Even among veteran Likud voters, only 33% say they’d vote for a party backing the exemption, 31% say they wouldn’t, and 36% remain undecided. That’s a coalition waiting to fracture.
Then there’s the harder finding. Forty-six percent of new voters say there was “betrayal from within” on October 7. Among veteran voters, the figure is 37%. Among veteran opposition voters, it falls to 21%. Among the youngest cohort, this is a plurality view.
Trauma at the scale Israel experienced produces suspicion alongside courage. It creates a hunger for explanations that assign clear guilt and a readiness to believe that institutions failed by design rather than by incompetence. Social media, which this generation inhabits more completely than any before it, supplies and amplifies exactly those explanations around the clock.
The Netanyahu question fits the same pattern. Among new voters, 49% accept the prime minister’s claim that the cases against him are politically fabricated, compared to 36% who don’t. Among veteran voters, it’s essentially reversed: 35% believe him, 46% don’t.
A generation skeptical of establishment institutions turns out to be skeptical of establishment prosecutions, too. Whether that skepticism is warranted is a separate question; its political weight isn’t.
Support for a state commission of inquiry for October 7 tracks the same way. Sixty-four percent of veteran voters support one. Among new voters, 55% do. Among new voters in the coalition specifically, 47% are in favor, 25% are opposed, 25% are undecided, and 3% say no investigation is needed at all.

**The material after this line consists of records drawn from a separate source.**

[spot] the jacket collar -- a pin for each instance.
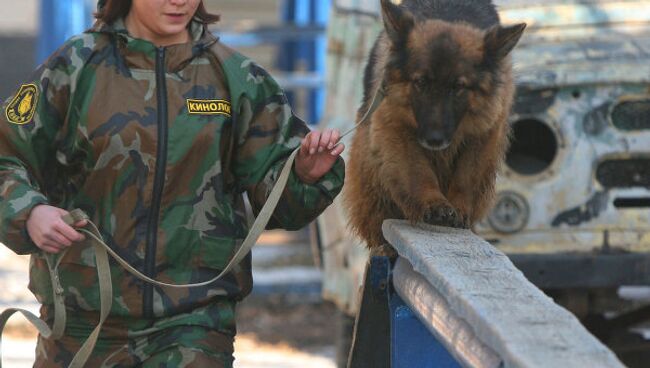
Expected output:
(142, 53)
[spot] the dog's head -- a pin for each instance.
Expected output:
(449, 70)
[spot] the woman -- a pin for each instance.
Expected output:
(154, 129)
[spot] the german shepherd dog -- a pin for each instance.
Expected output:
(432, 148)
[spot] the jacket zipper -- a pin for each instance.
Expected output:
(158, 184)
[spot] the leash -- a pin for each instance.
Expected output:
(102, 250)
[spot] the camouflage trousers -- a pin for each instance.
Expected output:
(125, 342)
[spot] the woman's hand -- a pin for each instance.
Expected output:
(48, 230)
(318, 153)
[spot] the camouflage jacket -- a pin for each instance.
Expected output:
(156, 145)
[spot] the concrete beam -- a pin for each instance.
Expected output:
(502, 309)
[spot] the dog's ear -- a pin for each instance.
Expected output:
(397, 21)
(499, 41)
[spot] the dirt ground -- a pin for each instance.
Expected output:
(299, 326)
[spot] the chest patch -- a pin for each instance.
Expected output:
(208, 107)
(22, 107)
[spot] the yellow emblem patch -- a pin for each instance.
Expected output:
(22, 107)
(208, 107)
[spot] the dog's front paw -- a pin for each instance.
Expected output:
(445, 215)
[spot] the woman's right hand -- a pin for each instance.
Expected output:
(48, 230)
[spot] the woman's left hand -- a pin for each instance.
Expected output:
(318, 153)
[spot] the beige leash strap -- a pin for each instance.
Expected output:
(104, 271)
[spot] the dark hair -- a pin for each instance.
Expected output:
(115, 9)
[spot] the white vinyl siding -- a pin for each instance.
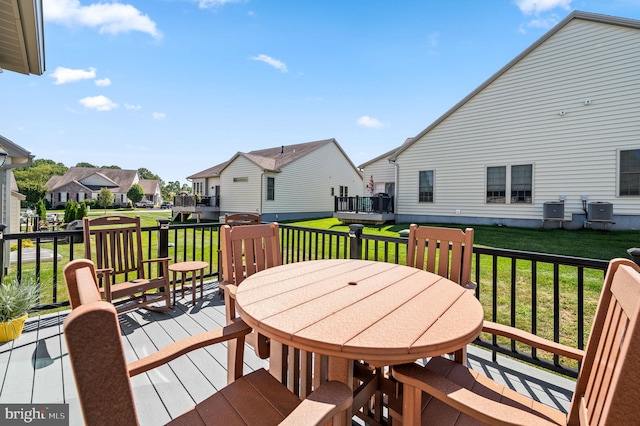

Now look at where this generation’s votes are actually going. Among new voters who sat out the last election, Likud leads at 20%. United Torah Judaism, the party most identified with the draft exemption position that 60% of voters call disqualifying, comes in second at 11%.
By and by, Naftali Bennett’s movement is at 10%, National Security Minister Itamar Ben-Gvir is at 7%, the Democrats is at 5%, Shas is at 4.5%, Yisrael Beytenu is at 4%, Yesh Atid and Blue and White are at 3.5% each, Gadi Eisenkot’s movement and the Reservists party are at 3% apiece, and Religious Zionism is at 2.5%.
Sixteen percent haven’t decided.
A cohort that says the draft exemption is a deal-breaker is still parking real support with the party that champions it. That’s the behavior of a generation whose partisan loyalties haven’t caught up with its convictions yet. The mood is settled. The political home isn’t.
Israel’s youngest voters came of age under rocket fire, buried their friends, watched October 7 unfold on their phones, and emerged more traditional, more hawkish, more suspicious of institutions, and angrier about who was exempted from all of it. Their party loyalties are still scattered. Their direction isn’t.
You’d better start paying attention.